After performing description, we perform matching on sets of keypoints and descriptors from two different images. We begin the matching process by finding the nearest neighbor in the opposing set of keypoints for each keypoint from either image. We then perform pruning to remove incorrect matches. The first pruning step involves enforcing cyclic consistency. If a keypoint in Image A, K_a, has a nearest neighbor in Image B, K_b, then this correspondence is pruned if the nearest image in Image A for K_b is not K_a. The second pruning step involves a ratio test between the first and second nearest neighbor for keypoints in Image A. Given a keypoint K_a in Image A, let the first nearest neighbor in Image B be K_1 and the second nearest neighbor in Image B be K_2. The correspondence (K_a, K_1) is pruned if dist(K_a, K_1) / dist(K_a, K_2) is not below a certain threshold. This intuitively only allows correspondences that are deemed reliable.
Below are visualizations of the correspondneces between 2 images with the two pruning techniques already applied: We see that there are still many incorrect correspondences.

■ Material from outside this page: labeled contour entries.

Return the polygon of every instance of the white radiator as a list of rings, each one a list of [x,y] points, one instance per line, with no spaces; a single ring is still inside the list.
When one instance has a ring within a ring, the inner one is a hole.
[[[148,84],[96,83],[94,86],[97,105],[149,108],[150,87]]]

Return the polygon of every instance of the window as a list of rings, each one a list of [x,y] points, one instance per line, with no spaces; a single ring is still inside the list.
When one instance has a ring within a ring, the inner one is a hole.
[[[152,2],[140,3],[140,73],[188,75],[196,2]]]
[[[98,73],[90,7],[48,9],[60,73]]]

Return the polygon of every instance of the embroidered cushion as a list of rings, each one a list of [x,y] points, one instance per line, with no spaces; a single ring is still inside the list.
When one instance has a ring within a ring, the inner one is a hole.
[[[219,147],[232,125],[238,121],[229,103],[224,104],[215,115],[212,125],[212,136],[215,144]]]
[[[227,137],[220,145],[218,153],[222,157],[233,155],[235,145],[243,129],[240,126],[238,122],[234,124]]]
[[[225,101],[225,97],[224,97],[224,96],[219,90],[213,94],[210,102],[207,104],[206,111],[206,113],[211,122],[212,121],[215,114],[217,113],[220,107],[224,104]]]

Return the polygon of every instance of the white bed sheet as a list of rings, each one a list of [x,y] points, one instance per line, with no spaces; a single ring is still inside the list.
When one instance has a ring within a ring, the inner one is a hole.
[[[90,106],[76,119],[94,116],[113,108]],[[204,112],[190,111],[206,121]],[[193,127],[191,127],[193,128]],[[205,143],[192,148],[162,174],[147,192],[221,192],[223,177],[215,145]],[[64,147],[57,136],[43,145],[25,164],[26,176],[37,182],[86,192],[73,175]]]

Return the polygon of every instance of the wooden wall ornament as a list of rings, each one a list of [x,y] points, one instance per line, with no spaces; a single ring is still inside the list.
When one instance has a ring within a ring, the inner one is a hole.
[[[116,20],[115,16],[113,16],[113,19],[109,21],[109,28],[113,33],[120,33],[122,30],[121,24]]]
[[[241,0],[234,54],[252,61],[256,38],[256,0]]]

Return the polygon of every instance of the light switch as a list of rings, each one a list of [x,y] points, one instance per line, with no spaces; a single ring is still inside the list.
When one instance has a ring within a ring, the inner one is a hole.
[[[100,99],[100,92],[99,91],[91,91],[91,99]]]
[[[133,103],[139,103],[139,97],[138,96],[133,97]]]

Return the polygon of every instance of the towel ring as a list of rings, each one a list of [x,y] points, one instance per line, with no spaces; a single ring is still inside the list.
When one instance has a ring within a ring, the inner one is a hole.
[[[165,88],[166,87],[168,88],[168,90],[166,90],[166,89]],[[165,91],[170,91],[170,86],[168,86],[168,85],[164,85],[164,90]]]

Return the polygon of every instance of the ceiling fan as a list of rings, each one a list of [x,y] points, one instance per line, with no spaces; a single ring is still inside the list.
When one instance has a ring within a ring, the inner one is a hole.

In part a of Project 4, we used a direct linear transform to calculate the homography between the 2 images. This technique would lead to failures in our new scheme due to the existence and proliferation of outliers. Therefore, we must use an algorithm called RANSAC in order to calculate a homography robust to these outliers. RANSAC uses noisy data to estimate a model that fits a non-noisy subset of the data. It does this by iteratively estimating a model, then segmenting the data into an inlier set and an outlier set. It uses the inlier set to update the model, repeating until the inlier set grows to a certain threshold. We can see the effect of RANSAC below. On the same image pairs shown in the previous section, we see that RANSAC has extracted the inlier set corresponding to the true homography:
We can compare results from part a and part b. One of the major benefits of using auto keypoint matching is the mitigation of slight misalignment errors. The overlapping regions in the mosaic between the input images doesn't have weird ghosting effects since they are truly properly aligned.
Part A Result | Part B Result |
---|---|
And one last result from part b:
I think the visualization of how effective RANSAC was at recovering an inlier set from a set of noisy data was really cool. Several times, I thought there was an issue with RANSAC not finding my correct correspondences. Each time, though, it turned out the issue was somewhere else in my pipeline, and RANSAC was performing just fine and there simply wasn't an inlier set to converge to.